Supercharge your next cluster with NVIDIA® H100, A100, L40, or A30 GPUs
Microway NVIDIA GPU Clusters
Microway’s fully integrated NVIDIA GPU clusters deliver supercomputing & AI performance at a lower power, lower cost, and using many fewer systems than CPU-only equivalents. These clusters are powered by NVIDIA H100, A100, L40, or A30 GPUs. NVIDIA datacenter GPUs scale to solve the world’s most important computing challenges more quickly and accurately.
Successfully deployed in demanding applications at research institutes, universities, and enterprises, NVIDIA GPUs power the most powerful supercomputers worldwide.
Installed Software
A Microway NVIDIA GPU cluster comes installed, integrated, and tested with:
- Linux distribution of your choice, including Red Hat, Rocky, Ubuntu, Debian, openSUSE or Gentoo
- NVIDIA HPC SDK and CUDA® SDK
- Optional NVIDIA AI Enterprise for AI Clusters
- NVIDIA Bright Cluster Manager, OpenHPC, or Microway Cluster Management Software (MCMS™) integrated with optional MPI Link-Checker™ Fabric Validation Suite
- Optional User-level application and library installations
What Makes a Microway Cluster Different?
Expert Guidance, Expert Design
Share the details of your application or code.

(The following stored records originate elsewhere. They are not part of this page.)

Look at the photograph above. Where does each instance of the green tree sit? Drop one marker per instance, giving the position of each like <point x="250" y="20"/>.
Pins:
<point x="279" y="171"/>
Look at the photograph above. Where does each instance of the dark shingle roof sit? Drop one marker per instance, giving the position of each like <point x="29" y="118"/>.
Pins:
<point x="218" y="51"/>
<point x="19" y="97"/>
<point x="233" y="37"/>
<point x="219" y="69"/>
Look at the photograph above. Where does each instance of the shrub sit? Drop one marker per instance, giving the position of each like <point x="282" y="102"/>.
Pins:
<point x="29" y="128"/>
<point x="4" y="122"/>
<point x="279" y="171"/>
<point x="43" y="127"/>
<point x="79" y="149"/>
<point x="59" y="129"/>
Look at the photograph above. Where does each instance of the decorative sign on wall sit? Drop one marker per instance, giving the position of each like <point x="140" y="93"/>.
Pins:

Microway experts will help you evaluate hardware platforms for your application. Then, they’ll help design a custom configuration tuned to your specific needs and budget.
Intensive Burn-in Testing
Every Microway cluster receives up to 1 week of burn-in testing. This includes GPU stress tests designed to identify hardware faults and “infant mortality.” Your cluster is qualified at our facility, not yours. So you can get to work faster.
Complete Software Integration
Our team integrates all the drivers, packages, and SDKs that enable you to start working from day 1. Your cluster is also delivered with GPU-aware cluster management software and schedulers tested on real accelerated HPC/AI jobs.
Our Experience in GPU Systems
We’ve been delivering NVIDIA GPU Clusters for longer than NVIDIA datacenter GPUs have existed. Microway has hundreds of satisfied customers & thousands of GPUs in the field, and we’ll apply that expertise to your successful deployment.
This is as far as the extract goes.